Password Managers for Mac Users in 2024

We all have so many passwords to keep track of! If you’re still not using a password manager, make it your New Year’s resolution to start.

I last wrote about this two years ago in Notes on Password Managers. In this note, I’ll talk about the password manager I was using, what I switched to, and why I made the change.

The Landscape

First, I’ll mention the password managers that everyone recommends:

  • For most people1Password is the standard recommendation. It’s high-quality, proven secure, and easy to use.
  • For techies the standard is Bitwarden. It’s highly functional but has a more barebones interface compared to 1Password. Unlike 1Password, it has a free basic version.

What I Was Using

For years my family and I used 1Password.
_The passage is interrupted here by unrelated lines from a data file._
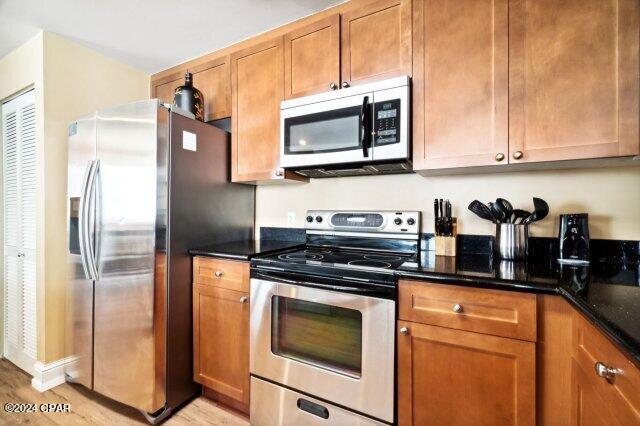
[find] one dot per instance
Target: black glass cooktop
(344, 259)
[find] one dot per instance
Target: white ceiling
(150, 35)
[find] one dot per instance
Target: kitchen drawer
(621, 392)
(229, 274)
(495, 312)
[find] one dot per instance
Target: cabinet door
(164, 91)
(588, 406)
(213, 79)
(376, 41)
(256, 92)
(573, 79)
(452, 377)
(312, 58)
(221, 340)
(460, 83)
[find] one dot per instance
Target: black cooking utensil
(497, 213)
(540, 210)
(506, 208)
(520, 215)
(481, 210)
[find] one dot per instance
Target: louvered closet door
(19, 149)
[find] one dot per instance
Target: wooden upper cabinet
(312, 58)
(573, 83)
(213, 79)
(164, 92)
(453, 377)
(376, 41)
(257, 89)
(460, 83)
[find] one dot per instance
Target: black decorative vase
(189, 98)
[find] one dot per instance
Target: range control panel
(364, 221)
(387, 122)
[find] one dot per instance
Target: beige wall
(77, 81)
(610, 195)
(19, 70)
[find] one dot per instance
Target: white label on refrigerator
(189, 141)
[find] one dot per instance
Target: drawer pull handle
(606, 372)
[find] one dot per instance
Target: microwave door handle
(365, 126)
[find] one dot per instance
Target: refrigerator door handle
(91, 221)
(82, 220)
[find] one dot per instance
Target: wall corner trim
(49, 375)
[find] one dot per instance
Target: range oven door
(335, 346)
(333, 131)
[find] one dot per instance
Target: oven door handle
(365, 123)
(315, 285)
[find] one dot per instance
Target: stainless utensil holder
(512, 241)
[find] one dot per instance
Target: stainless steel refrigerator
(145, 184)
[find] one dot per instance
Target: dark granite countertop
(243, 250)
(607, 293)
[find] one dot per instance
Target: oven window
(330, 131)
(326, 336)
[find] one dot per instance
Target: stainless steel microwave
(360, 130)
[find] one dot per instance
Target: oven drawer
(495, 312)
(229, 274)
(273, 405)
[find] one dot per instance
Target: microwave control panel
(387, 122)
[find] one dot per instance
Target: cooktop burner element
(382, 257)
(369, 263)
(348, 250)
(305, 255)
(340, 258)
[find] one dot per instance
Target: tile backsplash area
(610, 195)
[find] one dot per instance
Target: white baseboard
(49, 375)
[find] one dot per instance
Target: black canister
(189, 98)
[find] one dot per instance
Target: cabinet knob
(607, 372)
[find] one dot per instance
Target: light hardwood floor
(90, 408)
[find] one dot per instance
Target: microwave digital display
(387, 123)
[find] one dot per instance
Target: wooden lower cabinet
(588, 407)
(221, 330)
(221, 341)
(454, 377)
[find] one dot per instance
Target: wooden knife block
(446, 246)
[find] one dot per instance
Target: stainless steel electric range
(323, 320)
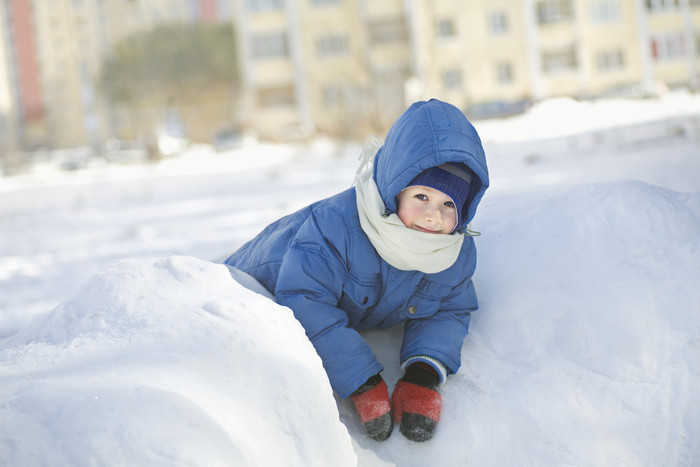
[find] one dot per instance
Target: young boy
(393, 249)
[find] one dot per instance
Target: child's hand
(371, 402)
(417, 403)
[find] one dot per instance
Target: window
(262, 5)
(269, 45)
(605, 11)
(446, 28)
(554, 11)
(332, 46)
(504, 73)
(559, 61)
(498, 23)
(659, 5)
(668, 47)
(452, 79)
(276, 97)
(387, 31)
(322, 3)
(332, 97)
(610, 60)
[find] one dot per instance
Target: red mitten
(417, 403)
(371, 401)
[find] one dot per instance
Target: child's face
(427, 210)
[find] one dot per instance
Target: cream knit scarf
(401, 247)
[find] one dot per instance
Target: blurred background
(139, 80)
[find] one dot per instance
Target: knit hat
(451, 178)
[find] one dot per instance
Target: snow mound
(586, 346)
(586, 349)
(167, 361)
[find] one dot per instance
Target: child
(393, 249)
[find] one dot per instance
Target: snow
(122, 342)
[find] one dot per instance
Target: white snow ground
(121, 343)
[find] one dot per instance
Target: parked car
(125, 152)
(232, 138)
(496, 109)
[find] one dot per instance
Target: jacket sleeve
(310, 282)
(440, 336)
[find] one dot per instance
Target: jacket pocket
(426, 300)
(360, 294)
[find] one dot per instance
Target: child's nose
(434, 215)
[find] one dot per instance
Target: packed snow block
(585, 348)
(167, 361)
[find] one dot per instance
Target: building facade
(346, 68)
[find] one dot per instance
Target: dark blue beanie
(452, 179)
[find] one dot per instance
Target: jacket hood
(427, 134)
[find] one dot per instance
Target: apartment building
(52, 53)
(345, 66)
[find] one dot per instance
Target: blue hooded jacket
(319, 262)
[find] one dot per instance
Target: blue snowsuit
(319, 262)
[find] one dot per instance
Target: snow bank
(167, 361)
(586, 347)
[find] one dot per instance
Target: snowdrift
(167, 362)
(585, 351)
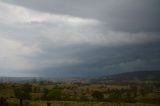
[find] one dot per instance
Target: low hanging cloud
(32, 40)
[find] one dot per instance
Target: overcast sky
(63, 38)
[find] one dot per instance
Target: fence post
(1, 101)
(21, 102)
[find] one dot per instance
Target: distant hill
(131, 77)
(134, 76)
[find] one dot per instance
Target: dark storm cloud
(124, 15)
(79, 37)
All password managers have the same core features, but 1Password was the most polished and the easiest to use, especially compared to competitors like Bitwarden or Lastpass. It is trustworthy, and has a well-documented security design.

So why did I switch?

Starting in 2019, 1Password began to focus on the enterprise market. They developed great features for big-company customers, like automatic AWS sign-in, SSO, and fingerprint auth for SSH.

Unfortunately, development stalled on consumer-facing features and fixes, which has become frustrating for technical users like me and consumers like my family.

Requests by technical users are met with friendly but vague corporate responses. For example, there’s a long thread asking for the techie-favorite Orion browser to be supported, which took months, with the Orion developers reporting that they had been ignored. Meanwhile, the enterprise Arc browser was instantly supported. Posts questioning this were removed from the support forum.

More recently they added telemetry, which has not been well-received.

Development of the browser plugin, arguably the most important part for consumers, has also stalled. In May 2022, 1Password released a major update changing how passwords are organized, with a new concept called Collections. As of January 2024, the browser extension still doesn’t support these changes, creating a confusing situation.

In short, development stalled on features users care about.

What I Am Using Now

I’ve switched to Apple’s built-in password manager, which I am calling iCloud Passwords. Unfortunately, it doesn’t have an official name. You can find documentation here for Mac, here for iPhone, and here for Windows (!!). Over the last two years, the Authentication Experience team at Apple has thoroughly improved this feature.

_Apple-provided screenshot. Not my accounts._

This is a password manager, not for other data like 1Password. For items like software licenses and health insurance cards, I am considering Apple Secure Notes or encrypted disk images.

iCloud Passwords does passwords very well:

  • Reliable autofill that doesn’t block fields I am trying to fill in
    • It has the best autofill implementation that I’ve seen
  • Excellent passkey support that could eliminate passwords
    • 1Password can do this, but I never got it to work
  • Free, built-in sync across Apple devices
  • Selective password sharing

However, there’s no dedicated app! It’s only a settings panel. You should install this unofficial Shortcut for easy access on your iPhone and Mac.

Apple needs to make this an official named product with its own app. If they do, it will likely become the go-to password manager for Apple users. For now, it remains hidden in Settings.

And it has become a favorite among Apple tech nerds. It helps that the lead developer engages on Mastodon, building goodwill.

You can import from 1Password, but I’m manually moving over passwords as needed. There are too many old, dead passwords in my 1Password vault.

So far, I’m very happy with the switch.